Jean Charest s'est porté mercredi à la défense du fédéralisme canadien malgré les rebuffades servies au Québec par le gouvernement conservateur en matière de justice.

En Chambre, le premier ministre a refusé de s'associer à une motion présentée par l'opposition péquiste appelant le gouvernement à entreprendre des démarches pour doter le Québec de ses propres lois criminelles, dont un code criminel, «qui reflèteront les valeurs fondamentales des Québécoises et des Québécois».

M. Charest n'a pas mordu à l'hameçon. Le gouvernement du Québec ne va pas accréditer une manoeuvre destinée à mousser la souveraineté, a-t-il tranché pendant la période de questions.

Selon lui, le Parti québécois exploite le refus catégorique du gouvernement fédéral d'amender son projet de loi C-10 - qui durcit les peines pour les jeunes contrevenants - pour provoquer une nouvelle crise politique.

«Quand Jacques Parizeau dit qu'il faut créer de la chicane pour favoriser la souveraineté, dans le fond, c'est exactement ça que vous essayez de faire, et la réponse à votre question, c'est: non, on ne jouera pas votre jeu, on ne votera pas pour une motion qui a pour but de faire la promotion de la souveraineté», a-t-il fait savoir.

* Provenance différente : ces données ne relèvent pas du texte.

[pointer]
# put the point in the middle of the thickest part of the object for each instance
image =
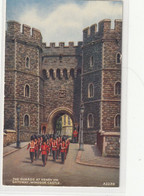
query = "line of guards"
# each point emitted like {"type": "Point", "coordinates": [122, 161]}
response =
{"type": "Point", "coordinates": [48, 145]}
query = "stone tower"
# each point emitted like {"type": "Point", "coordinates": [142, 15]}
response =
{"type": "Point", "coordinates": [101, 82]}
{"type": "Point", "coordinates": [23, 83]}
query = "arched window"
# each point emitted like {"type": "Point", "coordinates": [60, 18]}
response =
{"type": "Point", "coordinates": [118, 88]}
{"type": "Point", "coordinates": [72, 73]}
{"type": "Point", "coordinates": [69, 120]}
{"type": "Point", "coordinates": [78, 72]}
{"type": "Point", "coordinates": [27, 91]}
{"type": "Point", "coordinates": [91, 90]}
{"type": "Point", "coordinates": [118, 58]}
{"type": "Point", "coordinates": [64, 119]}
{"type": "Point", "coordinates": [65, 74]}
{"type": "Point", "coordinates": [27, 62]}
{"type": "Point", "coordinates": [117, 120]}
{"type": "Point", "coordinates": [58, 73]}
{"type": "Point", "coordinates": [91, 61]}
{"type": "Point", "coordinates": [44, 74]}
{"type": "Point", "coordinates": [26, 120]}
{"type": "Point", "coordinates": [60, 58]}
{"type": "Point", "coordinates": [51, 73]}
{"type": "Point", "coordinates": [90, 121]}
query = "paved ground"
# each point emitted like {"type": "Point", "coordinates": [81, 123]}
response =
{"type": "Point", "coordinates": [17, 170]}
{"type": "Point", "coordinates": [92, 157]}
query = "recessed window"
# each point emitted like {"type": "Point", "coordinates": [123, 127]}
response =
{"type": "Point", "coordinates": [90, 121]}
{"type": "Point", "coordinates": [118, 88]}
{"type": "Point", "coordinates": [72, 73]}
{"type": "Point", "coordinates": [27, 62]}
{"type": "Point", "coordinates": [26, 120]}
{"type": "Point", "coordinates": [91, 90]}
{"type": "Point", "coordinates": [117, 120]}
{"type": "Point", "coordinates": [60, 58]}
{"type": "Point", "coordinates": [91, 61]}
{"type": "Point", "coordinates": [65, 74]}
{"type": "Point", "coordinates": [27, 91]}
{"type": "Point", "coordinates": [118, 58]}
{"type": "Point", "coordinates": [44, 73]}
{"type": "Point", "coordinates": [51, 71]}
{"type": "Point", "coordinates": [64, 119]}
{"type": "Point", "coordinates": [69, 120]}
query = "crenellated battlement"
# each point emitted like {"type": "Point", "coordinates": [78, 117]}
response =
{"type": "Point", "coordinates": [62, 45]}
{"type": "Point", "coordinates": [14, 29]}
{"type": "Point", "coordinates": [104, 30]}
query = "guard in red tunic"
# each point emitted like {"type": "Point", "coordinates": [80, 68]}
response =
{"type": "Point", "coordinates": [54, 148]}
{"type": "Point", "coordinates": [75, 136]}
{"type": "Point", "coordinates": [57, 152]}
{"type": "Point", "coordinates": [63, 148]}
{"type": "Point", "coordinates": [39, 145]}
{"type": "Point", "coordinates": [48, 148]}
{"type": "Point", "coordinates": [31, 146]}
{"type": "Point", "coordinates": [36, 147]}
{"type": "Point", "coordinates": [44, 148]}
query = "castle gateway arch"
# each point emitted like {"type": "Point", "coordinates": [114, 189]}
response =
{"type": "Point", "coordinates": [48, 81]}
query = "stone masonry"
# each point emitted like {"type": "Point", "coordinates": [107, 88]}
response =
{"type": "Point", "coordinates": [49, 81]}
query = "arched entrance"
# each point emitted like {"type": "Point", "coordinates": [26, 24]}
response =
{"type": "Point", "coordinates": [55, 115]}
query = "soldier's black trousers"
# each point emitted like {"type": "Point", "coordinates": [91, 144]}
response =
{"type": "Point", "coordinates": [62, 156]}
{"type": "Point", "coordinates": [31, 156]}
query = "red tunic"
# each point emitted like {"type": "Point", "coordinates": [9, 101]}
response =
{"type": "Point", "coordinates": [54, 145]}
{"type": "Point", "coordinates": [44, 148]}
{"type": "Point", "coordinates": [63, 147]}
{"type": "Point", "coordinates": [75, 133]}
{"type": "Point", "coordinates": [31, 145]}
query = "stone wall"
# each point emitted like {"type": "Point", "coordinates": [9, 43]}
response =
{"type": "Point", "coordinates": [9, 137]}
{"type": "Point", "coordinates": [109, 143]}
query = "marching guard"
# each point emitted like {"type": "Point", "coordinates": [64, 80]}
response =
{"type": "Point", "coordinates": [31, 146]}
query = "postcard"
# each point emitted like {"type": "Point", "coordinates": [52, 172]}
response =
{"type": "Point", "coordinates": [62, 93]}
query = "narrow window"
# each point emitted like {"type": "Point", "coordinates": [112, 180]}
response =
{"type": "Point", "coordinates": [69, 120]}
{"type": "Point", "coordinates": [58, 73]}
{"type": "Point", "coordinates": [91, 90]}
{"type": "Point", "coordinates": [44, 74]}
{"type": "Point", "coordinates": [117, 120]}
{"type": "Point", "coordinates": [64, 119]}
{"type": "Point", "coordinates": [27, 62]}
{"type": "Point", "coordinates": [51, 73]}
{"type": "Point", "coordinates": [118, 58]}
{"type": "Point", "coordinates": [90, 121]}
{"type": "Point", "coordinates": [78, 72]}
{"type": "Point", "coordinates": [26, 120]}
{"type": "Point", "coordinates": [91, 61]}
{"type": "Point", "coordinates": [65, 73]}
{"type": "Point", "coordinates": [60, 58]}
{"type": "Point", "coordinates": [118, 88]}
{"type": "Point", "coordinates": [72, 73]}
{"type": "Point", "coordinates": [27, 91]}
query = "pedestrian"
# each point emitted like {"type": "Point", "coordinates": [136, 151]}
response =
{"type": "Point", "coordinates": [44, 148]}
{"type": "Point", "coordinates": [31, 146]}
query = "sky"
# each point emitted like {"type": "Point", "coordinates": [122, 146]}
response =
{"type": "Point", "coordinates": [62, 20]}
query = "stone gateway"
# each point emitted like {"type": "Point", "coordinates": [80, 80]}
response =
{"type": "Point", "coordinates": [50, 81]}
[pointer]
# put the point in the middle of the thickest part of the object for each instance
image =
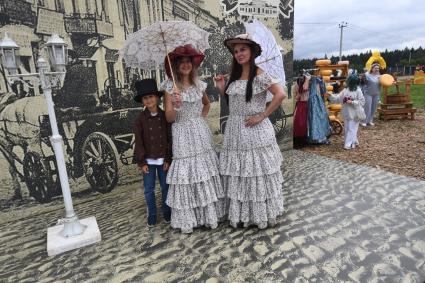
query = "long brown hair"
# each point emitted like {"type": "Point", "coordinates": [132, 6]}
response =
{"type": "Point", "coordinates": [175, 64]}
{"type": "Point", "coordinates": [236, 72]}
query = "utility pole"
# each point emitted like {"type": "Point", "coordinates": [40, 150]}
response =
{"type": "Point", "coordinates": [342, 25]}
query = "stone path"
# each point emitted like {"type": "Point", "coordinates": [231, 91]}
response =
{"type": "Point", "coordinates": [343, 223]}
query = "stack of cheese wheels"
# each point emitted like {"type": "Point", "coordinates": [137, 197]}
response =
{"type": "Point", "coordinates": [323, 62]}
{"type": "Point", "coordinates": [326, 79]}
{"type": "Point", "coordinates": [325, 72]}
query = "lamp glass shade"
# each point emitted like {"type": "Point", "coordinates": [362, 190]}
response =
{"type": "Point", "coordinates": [58, 53]}
{"type": "Point", "coordinates": [10, 60]}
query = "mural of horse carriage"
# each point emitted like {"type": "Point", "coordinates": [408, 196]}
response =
{"type": "Point", "coordinates": [95, 141]}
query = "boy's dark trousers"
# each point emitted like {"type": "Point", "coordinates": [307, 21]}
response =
{"type": "Point", "coordinates": [149, 184]}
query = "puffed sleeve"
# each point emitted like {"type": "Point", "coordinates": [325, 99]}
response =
{"type": "Point", "coordinates": [262, 82]}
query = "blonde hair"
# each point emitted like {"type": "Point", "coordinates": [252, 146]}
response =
{"type": "Point", "coordinates": [193, 76]}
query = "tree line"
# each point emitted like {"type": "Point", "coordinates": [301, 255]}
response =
{"type": "Point", "coordinates": [405, 57]}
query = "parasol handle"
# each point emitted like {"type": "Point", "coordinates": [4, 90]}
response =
{"type": "Point", "coordinates": [171, 70]}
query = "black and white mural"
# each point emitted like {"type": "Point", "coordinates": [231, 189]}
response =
{"type": "Point", "coordinates": [94, 105]}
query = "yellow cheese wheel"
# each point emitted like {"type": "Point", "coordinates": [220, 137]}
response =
{"type": "Point", "coordinates": [386, 80]}
{"type": "Point", "coordinates": [325, 72]}
{"type": "Point", "coordinates": [335, 107]}
{"type": "Point", "coordinates": [323, 62]}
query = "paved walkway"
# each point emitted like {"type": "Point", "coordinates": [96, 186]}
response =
{"type": "Point", "coordinates": [343, 223]}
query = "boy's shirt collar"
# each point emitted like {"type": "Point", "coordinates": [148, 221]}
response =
{"type": "Point", "coordinates": [147, 113]}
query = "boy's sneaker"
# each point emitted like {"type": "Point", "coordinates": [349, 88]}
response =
{"type": "Point", "coordinates": [151, 221]}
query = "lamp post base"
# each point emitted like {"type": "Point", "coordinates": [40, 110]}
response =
{"type": "Point", "coordinates": [57, 243]}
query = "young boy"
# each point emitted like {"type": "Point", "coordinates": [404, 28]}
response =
{"type": "Point", "coordinates": [153, 146]}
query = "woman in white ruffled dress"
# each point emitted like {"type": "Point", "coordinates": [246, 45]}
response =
{"type": "Point", "coordinates": [195, 195]}
{"type": "Point", "coordinates": [250, 160]}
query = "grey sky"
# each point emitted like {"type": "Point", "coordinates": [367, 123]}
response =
{"type": "Point", "coordinates": [372, 24]}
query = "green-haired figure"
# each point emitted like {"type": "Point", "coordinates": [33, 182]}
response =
{"type": "Point", "coordinates": [352, 100]}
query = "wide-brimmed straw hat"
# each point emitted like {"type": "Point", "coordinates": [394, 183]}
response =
{"type": "Point", "coordinates": [244, 38]}
{"type": "Point", "coordinates": [184, 51]}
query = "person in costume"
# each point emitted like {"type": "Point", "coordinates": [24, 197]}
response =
{"type": "Point", "coordinates": [250, 159]}
{"type": "Point", "coordinates": [352, 101]}
{"type": "Point", "coordinates": [196, 196]}
{"type": "Point", "coordinates": [152, 150]}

Le Québec peut être en désaccord avec un projet de loi fédéral sans pour autant vouloir réécrire la Constitution ou se «séparer» du reste du pays, a poursuivi le premier ministre, rappelant que d'autres provinces, dont l'Ontario, ont exprimé des réserves sur le projet de loi C-10.

«Au PQ, ils croient qu'il y a une contradiction entre le fait d'être québécois et canadien. La preuve est faite, ne serait-ce que dans le cas du projet de loi C-10, que d'autres Canadiens nous rejoignent parfaitement justement sur les énoncés de valeur», a-t-il dit.

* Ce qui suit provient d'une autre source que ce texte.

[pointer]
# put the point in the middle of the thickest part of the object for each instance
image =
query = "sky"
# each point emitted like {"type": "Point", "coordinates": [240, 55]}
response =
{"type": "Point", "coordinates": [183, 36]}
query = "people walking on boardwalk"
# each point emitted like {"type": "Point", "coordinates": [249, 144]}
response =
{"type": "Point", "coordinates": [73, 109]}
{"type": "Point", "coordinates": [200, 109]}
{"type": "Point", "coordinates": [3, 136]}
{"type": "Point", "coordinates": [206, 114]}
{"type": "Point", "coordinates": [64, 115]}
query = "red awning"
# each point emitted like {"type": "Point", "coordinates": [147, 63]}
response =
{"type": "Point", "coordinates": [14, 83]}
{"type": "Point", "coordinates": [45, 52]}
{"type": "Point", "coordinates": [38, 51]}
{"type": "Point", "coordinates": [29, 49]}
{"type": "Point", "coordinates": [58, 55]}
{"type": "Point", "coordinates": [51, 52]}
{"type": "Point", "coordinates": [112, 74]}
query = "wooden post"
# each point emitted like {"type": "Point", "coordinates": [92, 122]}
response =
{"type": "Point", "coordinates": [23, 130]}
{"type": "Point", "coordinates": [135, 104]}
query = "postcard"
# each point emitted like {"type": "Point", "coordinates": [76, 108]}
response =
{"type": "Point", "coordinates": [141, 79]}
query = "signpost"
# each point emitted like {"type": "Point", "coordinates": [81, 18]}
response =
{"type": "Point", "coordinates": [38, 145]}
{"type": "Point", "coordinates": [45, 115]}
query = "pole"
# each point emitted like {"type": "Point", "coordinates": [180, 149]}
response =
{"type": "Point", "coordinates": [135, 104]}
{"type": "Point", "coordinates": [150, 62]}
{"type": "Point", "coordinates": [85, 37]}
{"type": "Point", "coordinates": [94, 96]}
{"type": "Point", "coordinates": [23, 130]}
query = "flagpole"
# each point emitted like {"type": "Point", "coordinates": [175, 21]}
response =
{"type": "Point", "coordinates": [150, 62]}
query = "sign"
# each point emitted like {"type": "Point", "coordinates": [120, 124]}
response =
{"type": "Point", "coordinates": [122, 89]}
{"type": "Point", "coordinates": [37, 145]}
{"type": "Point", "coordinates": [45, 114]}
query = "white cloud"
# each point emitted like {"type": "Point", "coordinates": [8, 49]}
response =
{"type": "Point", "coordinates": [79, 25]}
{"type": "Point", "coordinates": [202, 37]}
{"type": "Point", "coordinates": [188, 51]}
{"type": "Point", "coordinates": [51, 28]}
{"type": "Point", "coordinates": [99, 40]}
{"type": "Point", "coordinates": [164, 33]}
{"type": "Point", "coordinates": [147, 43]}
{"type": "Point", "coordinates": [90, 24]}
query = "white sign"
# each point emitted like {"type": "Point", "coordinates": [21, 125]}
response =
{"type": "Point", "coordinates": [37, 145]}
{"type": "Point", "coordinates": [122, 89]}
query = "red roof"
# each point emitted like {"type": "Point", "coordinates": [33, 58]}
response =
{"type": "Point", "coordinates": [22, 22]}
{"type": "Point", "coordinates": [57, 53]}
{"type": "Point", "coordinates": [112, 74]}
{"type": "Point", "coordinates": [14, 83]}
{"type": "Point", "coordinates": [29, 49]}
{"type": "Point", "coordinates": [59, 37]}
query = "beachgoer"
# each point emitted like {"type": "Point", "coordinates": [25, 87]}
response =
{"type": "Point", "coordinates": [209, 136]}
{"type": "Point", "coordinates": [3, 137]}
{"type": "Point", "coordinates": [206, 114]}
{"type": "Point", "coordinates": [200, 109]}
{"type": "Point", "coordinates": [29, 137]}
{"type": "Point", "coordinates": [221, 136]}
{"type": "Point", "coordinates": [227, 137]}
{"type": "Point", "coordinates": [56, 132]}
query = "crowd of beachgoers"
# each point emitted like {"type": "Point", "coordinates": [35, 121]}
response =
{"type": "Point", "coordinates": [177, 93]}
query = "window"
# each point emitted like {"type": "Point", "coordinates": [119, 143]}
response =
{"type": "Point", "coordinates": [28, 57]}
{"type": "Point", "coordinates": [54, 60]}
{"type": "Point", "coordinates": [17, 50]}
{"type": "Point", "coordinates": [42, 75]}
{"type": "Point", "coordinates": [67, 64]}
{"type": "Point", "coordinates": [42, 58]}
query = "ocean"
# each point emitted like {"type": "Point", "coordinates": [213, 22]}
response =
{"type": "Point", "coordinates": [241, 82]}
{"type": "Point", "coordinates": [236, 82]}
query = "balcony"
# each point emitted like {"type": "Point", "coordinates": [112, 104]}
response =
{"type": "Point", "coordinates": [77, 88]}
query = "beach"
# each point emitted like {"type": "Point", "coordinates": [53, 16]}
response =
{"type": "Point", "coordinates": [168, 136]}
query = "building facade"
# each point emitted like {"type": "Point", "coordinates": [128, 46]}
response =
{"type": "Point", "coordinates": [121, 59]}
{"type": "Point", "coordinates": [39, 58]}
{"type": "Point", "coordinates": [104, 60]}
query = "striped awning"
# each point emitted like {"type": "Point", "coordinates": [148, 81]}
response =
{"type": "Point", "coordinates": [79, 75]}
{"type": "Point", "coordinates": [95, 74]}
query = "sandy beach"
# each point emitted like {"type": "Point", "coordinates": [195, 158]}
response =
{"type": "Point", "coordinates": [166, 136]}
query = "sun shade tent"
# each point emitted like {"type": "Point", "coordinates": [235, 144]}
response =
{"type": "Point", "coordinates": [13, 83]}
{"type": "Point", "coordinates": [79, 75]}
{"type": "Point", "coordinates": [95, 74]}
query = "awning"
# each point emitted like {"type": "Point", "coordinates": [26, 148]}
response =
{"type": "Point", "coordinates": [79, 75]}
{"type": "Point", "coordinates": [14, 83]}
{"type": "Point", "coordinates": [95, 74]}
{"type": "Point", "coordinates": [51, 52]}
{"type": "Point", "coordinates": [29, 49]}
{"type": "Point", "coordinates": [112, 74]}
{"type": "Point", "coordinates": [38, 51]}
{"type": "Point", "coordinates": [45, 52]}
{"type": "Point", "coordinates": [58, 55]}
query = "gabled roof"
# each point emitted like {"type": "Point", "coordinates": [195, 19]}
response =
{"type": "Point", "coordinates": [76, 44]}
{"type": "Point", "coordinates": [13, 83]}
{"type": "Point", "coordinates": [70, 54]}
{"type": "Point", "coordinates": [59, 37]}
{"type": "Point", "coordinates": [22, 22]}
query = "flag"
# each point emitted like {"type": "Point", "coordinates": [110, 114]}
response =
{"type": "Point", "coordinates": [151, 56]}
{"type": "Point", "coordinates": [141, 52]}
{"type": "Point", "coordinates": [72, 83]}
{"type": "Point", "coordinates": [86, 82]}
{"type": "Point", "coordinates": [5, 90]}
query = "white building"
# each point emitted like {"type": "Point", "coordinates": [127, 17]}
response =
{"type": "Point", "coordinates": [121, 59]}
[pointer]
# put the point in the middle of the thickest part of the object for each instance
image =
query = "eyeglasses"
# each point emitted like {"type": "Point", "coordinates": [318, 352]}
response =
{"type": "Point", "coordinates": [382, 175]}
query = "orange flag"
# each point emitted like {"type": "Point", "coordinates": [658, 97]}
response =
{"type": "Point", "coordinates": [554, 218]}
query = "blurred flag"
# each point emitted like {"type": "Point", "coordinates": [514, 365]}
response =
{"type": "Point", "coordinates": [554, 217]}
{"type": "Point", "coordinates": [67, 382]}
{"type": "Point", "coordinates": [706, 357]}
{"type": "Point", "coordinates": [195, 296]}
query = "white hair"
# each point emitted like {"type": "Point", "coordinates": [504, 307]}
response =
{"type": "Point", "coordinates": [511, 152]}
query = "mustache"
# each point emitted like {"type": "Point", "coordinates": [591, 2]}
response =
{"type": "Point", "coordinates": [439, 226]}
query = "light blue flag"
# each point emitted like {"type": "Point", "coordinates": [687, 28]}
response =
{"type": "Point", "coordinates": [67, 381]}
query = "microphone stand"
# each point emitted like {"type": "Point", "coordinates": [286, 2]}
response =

En dépit des désaccords, les Québécois «croient en leur pays» et «sont parfaitement à l'aise à l'idée qu'ils sont à la fois québécois et canadiens», a ajouté le premier ministre.

Pour la suite des choses, le gouvernement «prendra ses responsabilités», a assuré M. Charest, refusant de dire s'il entendait donner des instructions aux procureurs québécois pour que les dispositions du projet de loi C-10 ne s'appliquent pas sur le territoire québécois.

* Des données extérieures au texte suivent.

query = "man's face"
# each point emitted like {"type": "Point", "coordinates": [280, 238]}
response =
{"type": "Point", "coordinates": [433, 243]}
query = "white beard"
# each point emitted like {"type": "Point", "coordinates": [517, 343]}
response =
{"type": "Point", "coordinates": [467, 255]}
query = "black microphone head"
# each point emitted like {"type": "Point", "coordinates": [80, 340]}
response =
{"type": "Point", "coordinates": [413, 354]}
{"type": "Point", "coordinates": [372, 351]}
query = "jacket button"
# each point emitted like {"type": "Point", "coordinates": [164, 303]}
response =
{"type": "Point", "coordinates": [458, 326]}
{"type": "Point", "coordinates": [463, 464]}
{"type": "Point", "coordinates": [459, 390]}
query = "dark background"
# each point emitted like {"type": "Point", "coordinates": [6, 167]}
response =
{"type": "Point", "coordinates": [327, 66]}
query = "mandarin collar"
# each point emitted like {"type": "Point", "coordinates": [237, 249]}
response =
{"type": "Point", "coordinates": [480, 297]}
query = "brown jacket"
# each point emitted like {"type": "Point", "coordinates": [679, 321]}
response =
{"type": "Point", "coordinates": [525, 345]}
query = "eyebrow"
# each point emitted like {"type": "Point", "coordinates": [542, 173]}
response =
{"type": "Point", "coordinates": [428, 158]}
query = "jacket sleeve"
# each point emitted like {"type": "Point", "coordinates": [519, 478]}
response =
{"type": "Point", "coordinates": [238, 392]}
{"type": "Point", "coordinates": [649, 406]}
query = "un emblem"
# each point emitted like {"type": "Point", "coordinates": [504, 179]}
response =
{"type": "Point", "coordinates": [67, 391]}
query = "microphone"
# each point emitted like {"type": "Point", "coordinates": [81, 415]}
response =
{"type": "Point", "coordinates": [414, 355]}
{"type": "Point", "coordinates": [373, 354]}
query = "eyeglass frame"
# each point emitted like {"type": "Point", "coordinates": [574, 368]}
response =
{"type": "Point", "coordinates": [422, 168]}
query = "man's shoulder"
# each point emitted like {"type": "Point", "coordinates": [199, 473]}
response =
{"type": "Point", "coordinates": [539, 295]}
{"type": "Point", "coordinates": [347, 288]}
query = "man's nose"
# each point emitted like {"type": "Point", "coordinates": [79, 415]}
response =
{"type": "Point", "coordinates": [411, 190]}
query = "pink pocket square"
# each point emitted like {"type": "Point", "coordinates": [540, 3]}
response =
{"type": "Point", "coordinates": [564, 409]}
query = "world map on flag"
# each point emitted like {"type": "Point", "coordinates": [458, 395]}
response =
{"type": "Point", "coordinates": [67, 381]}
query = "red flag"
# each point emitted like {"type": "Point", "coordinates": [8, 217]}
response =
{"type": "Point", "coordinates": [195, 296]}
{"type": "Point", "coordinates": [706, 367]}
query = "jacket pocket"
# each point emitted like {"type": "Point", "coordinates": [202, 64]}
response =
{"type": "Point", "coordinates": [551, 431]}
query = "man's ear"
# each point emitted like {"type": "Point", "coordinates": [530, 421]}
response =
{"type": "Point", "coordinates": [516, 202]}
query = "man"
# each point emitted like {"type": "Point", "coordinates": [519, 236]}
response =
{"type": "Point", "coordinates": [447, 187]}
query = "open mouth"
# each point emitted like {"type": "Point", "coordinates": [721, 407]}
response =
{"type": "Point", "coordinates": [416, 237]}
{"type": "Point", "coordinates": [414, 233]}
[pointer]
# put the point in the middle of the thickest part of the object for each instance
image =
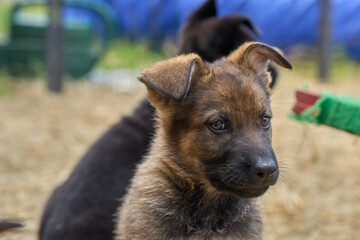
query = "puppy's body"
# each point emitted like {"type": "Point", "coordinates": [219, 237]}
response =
{"type": "Point", "coordinates": [212, 153]}
{"type": "Point", "coordinates": [83, 207]}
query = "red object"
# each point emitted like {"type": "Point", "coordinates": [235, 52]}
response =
{"type": "Point", "coordinates": [304, 100]}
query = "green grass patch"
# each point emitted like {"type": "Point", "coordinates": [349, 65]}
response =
{"type": "Point", "coordinates": [125, 53]}
{"type": "Point", "coordinates": [5, 8]}
{"type": "Point", "coordinates": [7, 86]}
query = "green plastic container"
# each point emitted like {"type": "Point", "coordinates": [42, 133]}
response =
{"type": "Point", "coordinates": [24, 54]}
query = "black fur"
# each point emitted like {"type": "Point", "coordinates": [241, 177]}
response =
{"type": "Point", "coordinates": [9, 224]}
{"type": "Point", "coordinates": [83, 207]}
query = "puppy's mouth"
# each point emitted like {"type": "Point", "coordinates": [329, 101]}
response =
{"type": "Point", "coordinates": [240, 190]}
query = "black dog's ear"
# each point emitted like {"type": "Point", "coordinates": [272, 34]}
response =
{"type": "Point", "coordinates": [205, 11]}
{"type": "Point", "coordinates": [171, 79]}
{"type": "Point", "coordinates": [255, 57]}
{"type": "Point", "coordinates": [249, 24]}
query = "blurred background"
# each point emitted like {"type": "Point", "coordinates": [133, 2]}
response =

En vertu de la Constitution canadienne, le gouvernement fédéral est responsable de la juridiction criminelle alors que les provinces ont la charge de l'administration de la justice.

«Il y a une compétence qui relève de nous, c'est l'administration de la justice et au moment où on traversera ces étapes-là, au moment où on y arrivera, on fera un examen de la manière dont nous allons assumer cette responsabilité», a expliqué le premier ministre québécois.

En totale rupture avec ses prédécesseurs Robert Bourassa et Claude Ryan, le chef libéral «préfère défendre le fédéralisme plutôt que de défendre les valeurs et les intérêts du peuple québécois», a rétorqué la chef péquiste Pauline Marois.

Pendant que le gouvernement libéral essuie revers après revers, Ottawa s'apprête à imposer un projet de loi qui va heurter de plein fouet l'approche québécoise basée sur la réhabilitation des jeunes contrevenants plutôt que sur la répression.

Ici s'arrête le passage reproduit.